From the early days of comics, there have been people who claimed the art form to be “low art”, “a waste of time” and most critically “harmful to children.”
David Hajdu’s The Ten-Cent Plague: The Great Comic-Book Scare and How It Changed America
goes back in time to show how comic books of the 1940s and 1950s were subject to repeated Congressional hearings, legislative attempts (and successes) at regulation, and even widespread comics burnings by so-called “well meaning” individuals.
The book takes a special look at Fredric Wertham, who used the idea of comics making kids into deliquents to further his own career by using junk science and falsified information when writing SEDUCTION OF THE INNOCENT. The Influence of Comic books on Today’s Youth. Wertham made appearances before Congress using panels from comics clearly removed from context while also having some strange ideas himself.
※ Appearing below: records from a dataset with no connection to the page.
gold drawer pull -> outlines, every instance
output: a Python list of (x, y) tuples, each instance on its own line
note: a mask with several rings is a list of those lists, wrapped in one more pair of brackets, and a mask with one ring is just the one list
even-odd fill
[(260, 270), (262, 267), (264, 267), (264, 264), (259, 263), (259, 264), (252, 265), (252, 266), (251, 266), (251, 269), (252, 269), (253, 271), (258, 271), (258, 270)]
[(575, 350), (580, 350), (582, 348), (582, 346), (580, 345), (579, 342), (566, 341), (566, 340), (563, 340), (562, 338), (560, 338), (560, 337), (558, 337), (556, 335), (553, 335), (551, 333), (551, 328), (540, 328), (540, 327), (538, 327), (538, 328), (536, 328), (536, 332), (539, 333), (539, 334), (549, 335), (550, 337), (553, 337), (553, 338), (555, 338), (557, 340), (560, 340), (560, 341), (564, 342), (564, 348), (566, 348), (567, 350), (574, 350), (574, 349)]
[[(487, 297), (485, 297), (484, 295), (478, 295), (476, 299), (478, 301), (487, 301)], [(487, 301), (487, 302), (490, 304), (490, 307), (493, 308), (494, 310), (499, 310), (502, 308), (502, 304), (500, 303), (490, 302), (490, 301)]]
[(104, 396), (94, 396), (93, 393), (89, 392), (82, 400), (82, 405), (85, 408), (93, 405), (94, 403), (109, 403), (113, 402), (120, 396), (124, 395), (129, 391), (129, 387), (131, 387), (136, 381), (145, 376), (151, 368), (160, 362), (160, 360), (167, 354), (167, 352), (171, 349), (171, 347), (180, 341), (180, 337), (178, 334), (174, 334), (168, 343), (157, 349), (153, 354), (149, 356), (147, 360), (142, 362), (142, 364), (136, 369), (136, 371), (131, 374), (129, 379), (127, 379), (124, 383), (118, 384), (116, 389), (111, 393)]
Wertham and others tried to tie juvenile delinquency in with readers of comics, which is the same as presently trying to tie delinquency in with video games, cell phones or television. There is at best no connection, as Hajdu shows.
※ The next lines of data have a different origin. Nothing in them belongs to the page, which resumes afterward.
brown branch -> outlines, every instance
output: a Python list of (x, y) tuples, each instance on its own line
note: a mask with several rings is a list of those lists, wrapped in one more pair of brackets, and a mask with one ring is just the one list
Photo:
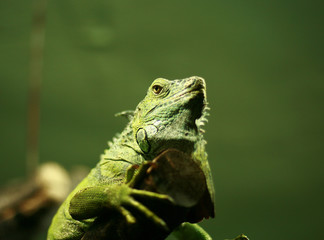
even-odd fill
[(34, 0), (30, 45), (30, 75), (27, 119), (27, 174), (32, 176), (38, 165), (38, 135), (40, 118), (40, 91), (45, 42), (47, 0)]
The rise and fall of several genres of comics is covered (Crime, Detective, Romance and Horror) over many years, and some impression is made about the hundreds of (mostly derivative) titles that used to exist. There are a lot of interviews from people who lived through the times; and a lot of space is dedicated to William Gaines, who tried his best to save an industry only to be steam-rolled by the McCarthyism of the 1950s.
The end of the book has a long list of people who lost their careers over providing something that the buying public wanted, but that power-grabbing Church and Government officials didn’t want people to see.
My main issue with the book was the long list at the end. While it demonstrates the scope of how many lives censorship can destroy, it bordered on unneeded. I know these men and women had to find other work, but luckily (this time) nobody was thrown in prison or worse for the “crime” of drawing pictures.
The book was a little dry in places, but that’s what keeps it clinical. I give it 4 out of 5 stars.